Welche Resonanz meine Flugblätter in der Gemeinde fanden, kann man sich ausmalen. Die Kirchgänger waren empört und ich bekam einen Rüffel vom Pastor.

 

Ich muss heutzutage öfter an diese Aktion denken. Sie gibt mir eine Ahnung davon, zu welchen Verhaltensweisen fanatische Menschen fähig sind. Seien sie religiös oder auch politisch motiviert. Gott sei Dank hatte ich damals keine Mitstreiter. Wer weiß, wohin das alles noch geführt hätte. So zog ich mich in die Trutzburg meiner eigenen Glaubensvorstellungen zurück und machte es mir dort bequem. Bis zu jenem Tag, als die Fundamente dieser Burg derart erschüttert wurden, dass sie binnen weniger Monate komplett in sich zusammenstürzte. Und ich vor dem Nichts stand. Im wahrsten Sinne des Wortes. Gott war weg, mein Wertekanon zerplatzt, die Frage nach dem Sinn des Lebens offener denn je – und der Tod hatte ein leichtes Spiel, wieder Macht über meine Gedanken zu erlangen und mir das Leben zu verdunkeln.

 

Es waren nur zwei Bücher, die meinen Glauben zum Einsturz brachten: Ludwig Feuerbachs »Das Wesen des Christentums« und Friedrich Nietzsches »Der Antichrist«. So einfach war das. Zunächst begegnete ich den Büchern hochnäsig. Was könnt ihr mir schon anhaben? Jedes eurer Argumente werde ich mit einer leichten Handbewegung fortwischen. Mein Glaube ist so stark, ich werde Feuerbach und Nietzsche zu Quacksalbern degradieren.
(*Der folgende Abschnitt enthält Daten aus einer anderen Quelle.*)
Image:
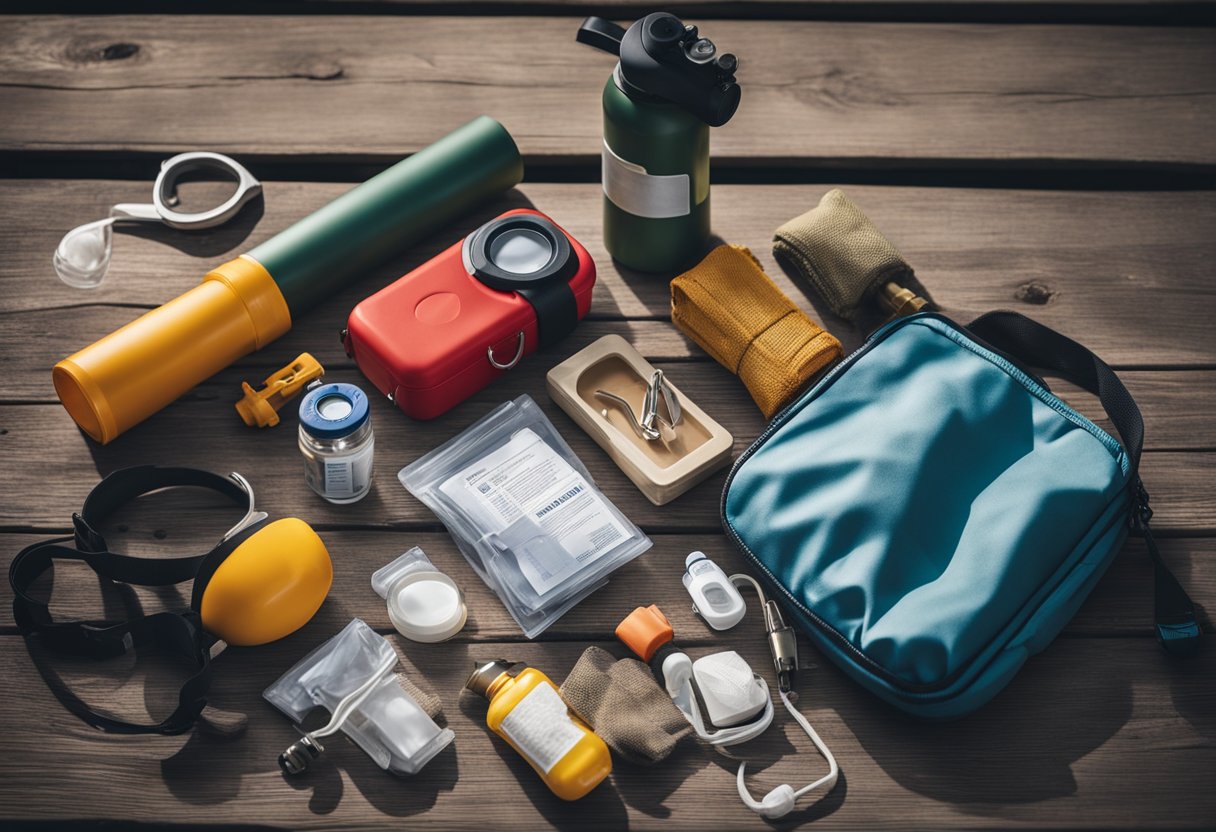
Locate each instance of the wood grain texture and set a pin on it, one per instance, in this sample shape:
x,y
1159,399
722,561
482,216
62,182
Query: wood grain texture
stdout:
x,y
1121,605
1103,268
817,94
1098,748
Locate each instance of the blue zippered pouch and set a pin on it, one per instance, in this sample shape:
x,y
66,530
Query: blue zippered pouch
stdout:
x,y
932,515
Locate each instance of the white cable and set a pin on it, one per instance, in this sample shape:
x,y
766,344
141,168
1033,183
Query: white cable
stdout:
x,y
353,700
780,802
Da ich wusste, dass diese beiden Geistesgrößen eben auch zu den größten Kritikern des Christentums zählten, war es für mich selbstverständlich, genau mit ihnen meinen Kampf aufzunehmen. Nicht mehr mit den langweiligen Sonntagskirchgängern oder ein paar träge gewordenen Pastoren, nein, wenn schon Auseinandersetzung, dann auf höchstem Niveau. Und ich begann zu lesen. Nein, sagen wir besser, ich verschlang, ich fraß die Bücher. Las einzelne Passagen zweimal, dreimal und immer wieder. Blätterte parallel dazu in der Bibel oder in Texten kluger Theologen. Suchte anfänglich noch das Gespräch mit dem von mir hochgeschätzten Pastor. Was mich aber nicht weiterbrachte. Zog andere Schriften von Feuerbach und Nietzsche hinzu – und musste mir schließlich eingestehen, dass meine Argumente allmählich ihre Kraft verloren und dass ich der Weltsicht meiner beiden Gegner kaum mehr etwas entgegenzusetzen hatte. Das Unfassbare war also geschehen. Mein Glaube hatte sich in kurzer Zeit aufgelöst, zersetzt, war verschwunden und weg. Gott ist tot, sagt Nietzsche. Und ich konnte dem nichts mehr erwidern. Damals eine Katastrophe für mich.

 

Es gab also keinen Trost mehr. Kein Gut, kein Böse. Kein Ziel und keine Aufgabe. Es gab nur die reine Existenz, in die ich mich hineingeschleudert fühlte – und den zerstörerischen Gedanken: In Anbetracht des Todes ist eigentlich alles sinnlos.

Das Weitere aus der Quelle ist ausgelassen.